With the starting rotation all but set in stone and the starting lineup likewise ready to go, Richardson and Shouse are competing for one of the few jobs actually up for grabs in spring training. The role either Richardson or Shouse would fill would be the Javier Lopez role -- generally a mop-up role with a chance to face some lefties in big spots on days Hideki Okajima might not be available.
The argument for Richardson
The 6-foot-6 Richardson doesn't throw 98 miles an hour like Daniel Bard does, but his strikeout rate does resemble that of the flame-throwing righty. Like Bard, Richardson was a starting pitcher until a rough season -- in his case, a 6.33 ERA in 22 starts at Double-A Portland -- gave the Red Sox reason to try him out of the bullpen.
He promptly put up a 2.41 ERA with a strikeout-to-walk ratio of 4.33 in 18 2/3 innings in the Hawaiian Winter League, and he struck out 97 batters in 74 innings split between Portland and Triple-A Pawtucket last season. He then made 11 appearances in the Arizona Fall League and struck out 18 in 11 2/3 innings pitched.
His strikeout rate alone makes him a candidate to grow into an above-average reliever, and a few mop-up appearances in the back of the Red Sox bullpen would give him a chance to ease into a regular role. It's not as though he's done all he can do at Triple-A -- he only made seven appearances with the PawSox after his promotion from Portland -- but he's demonstrated in the minor leagues that he's capable of missing bats. The more experience he can get in the major leagues, the more quickly he's going to develop into the lefthanded strikeout reliever he potentially c ould be.

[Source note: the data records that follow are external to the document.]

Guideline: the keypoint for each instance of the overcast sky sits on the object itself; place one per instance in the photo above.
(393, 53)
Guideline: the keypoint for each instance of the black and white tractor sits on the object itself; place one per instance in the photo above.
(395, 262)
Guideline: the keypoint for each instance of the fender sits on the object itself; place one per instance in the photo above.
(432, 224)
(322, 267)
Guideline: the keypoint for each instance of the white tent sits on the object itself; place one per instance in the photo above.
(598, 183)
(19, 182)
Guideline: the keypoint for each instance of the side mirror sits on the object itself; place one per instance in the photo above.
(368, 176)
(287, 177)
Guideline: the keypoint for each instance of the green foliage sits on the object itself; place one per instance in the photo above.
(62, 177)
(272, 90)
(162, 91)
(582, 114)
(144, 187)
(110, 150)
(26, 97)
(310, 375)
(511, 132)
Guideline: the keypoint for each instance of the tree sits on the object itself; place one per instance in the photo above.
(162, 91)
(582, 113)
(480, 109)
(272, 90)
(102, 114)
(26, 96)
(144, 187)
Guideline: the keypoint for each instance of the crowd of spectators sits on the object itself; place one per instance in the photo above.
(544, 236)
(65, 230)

The Red Sox will choose Richardson if they want a mop-up reliever who can pitch multiple innings -- he has that background as a starting pitcher, after all -- and if they believe his learning curve would be accelerated by starting the season in the major leagues.
The argument for Shouse
With Boof Bonser in the fold, the Red Sox aren't in desperate need of a reliever who can go multiple innings. Shouse would take over for Billy Wagner as the second option against tough lefthanded hitters -- except, unlike Wagner, he's usually be a one-and-done pitcher who would be called upon to get just one out.
Consider his recent numbers against lefties:
2007: .214/.264/.262 (.526 OPS), 21 K, 6 BB
2008: .180/.197/.290 (.486 OPS), 28 K, 2 BB
2009: .224/.256/.373 (.620 OPS), 14 K, 1 BB
In 267 plate appearances against Shouse over the last three seasons, lefties have struck out 63 times and walked just nine times, a ratio of 7-to-1. Shouse has induced more double plays against lefties (seven) in that time span than he has allowed home runs (five).
If the job involves pitching to righties, Shouse probably isn't the guy: Righties have OBP'ed better than .350 against Shouse in every full season of his career, and he has has walked more righties than he's fanned in each of the last two seasons.
If the job involves retiring a tough lefty, though, it's hard to do much better than Shouse has done -- even at the age of 41.
The Red Sox will choose Shouse if Terry Francona believes he needs a Mike Myers-esque lefty specialist to use against lefties like Curtis Granderson, Adam Lind, Nick Markakis and Carlos Pena.